Thursday, November 29, 2018

IMAM-IMAM YANG HEBAT, BAGAIMANA MENEMUKAN MEREKA?




IMAM-IMAM YANG HEBAT, BAGAIMANA MENEMUKAN MEREKA?




Paus St. Pius X telah meramalkannya. Uskup Agung Fulton J. Sheen telah melihat tanda-tanda kedatangannya yang akan segera tiba. Michael Davies mengalaminya dan mendokumentasikan serangan awalnya pada liturgi. Ross Douthat telah mencatat kemajuannya yang berkelanjutan. Elizabeth Yore telah memasukkannya ke dalam konteks global.

Masukan label apa pun yang Anda inginkan, tetapi faktanya tidak dapat disangkal. "Perbuatan itu" adalah penghancuran Gereja Katolik Roma institusional dari dalam, yang sekarang sedang diproklamasikan oleh masa kepausan saat ini. Jika Anda ragu bahwa ini adalah kasusnya, Anda hanya perlu melihat video yang diproyeksikan ke wajah dari Basilika Santa Maria sopra Minerva di Roma, yang dilakukan pada akhir dari Sinode tentang Pemuda, yang menggambarkan runtuhnya gereja itu dan, dengan artian yang lebih luas, runtuhnya seluruh Gereja institusional.

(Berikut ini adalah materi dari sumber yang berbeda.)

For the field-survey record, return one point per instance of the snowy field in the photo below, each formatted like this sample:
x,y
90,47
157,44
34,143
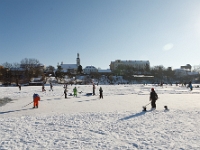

Bagaimana ini bisa terjadi? Para penerus Santo Petrus dianugerahi otoritas yang tak bisa salah oleh Kristus untuk memimpin dan memerintah Gereja-Nya. Sebagian besar jawaban akan kembali kepada sesuatu seperti “infiltrasi jahat.” Benarkah? Jadi, gerbang neraka telah menang sekarang, terlepas dari janji yang dibuat oleh Yesus Kristus sendiri? Apakah penerus terbaru dari Petrus (paus Francis) telah diayak dan ditakdirkan untuk menerima api? Apakah semua umat Katolik yang setia sekarang berkewajiban untuk mengikutinya menuju akhir dari kehancuran mereka?

Para sedevacantists memiliki jawaban yang menarik: Setan tidaklah menang. Francis adalah bukan paus. Belum ada paus yang sah sejak 1958 dengan terjadinya kematian Paus Pius XII. Dengan demikian, Francis dapat dengan aman diabaikan. Dengan argumen ini, mereka menggertak orang-orang yang menganggap bahwa Paus Francis adalah paus yang sah, tetapi kesalahan dalam berbagai perbuatannya dapat dan harus dilawan.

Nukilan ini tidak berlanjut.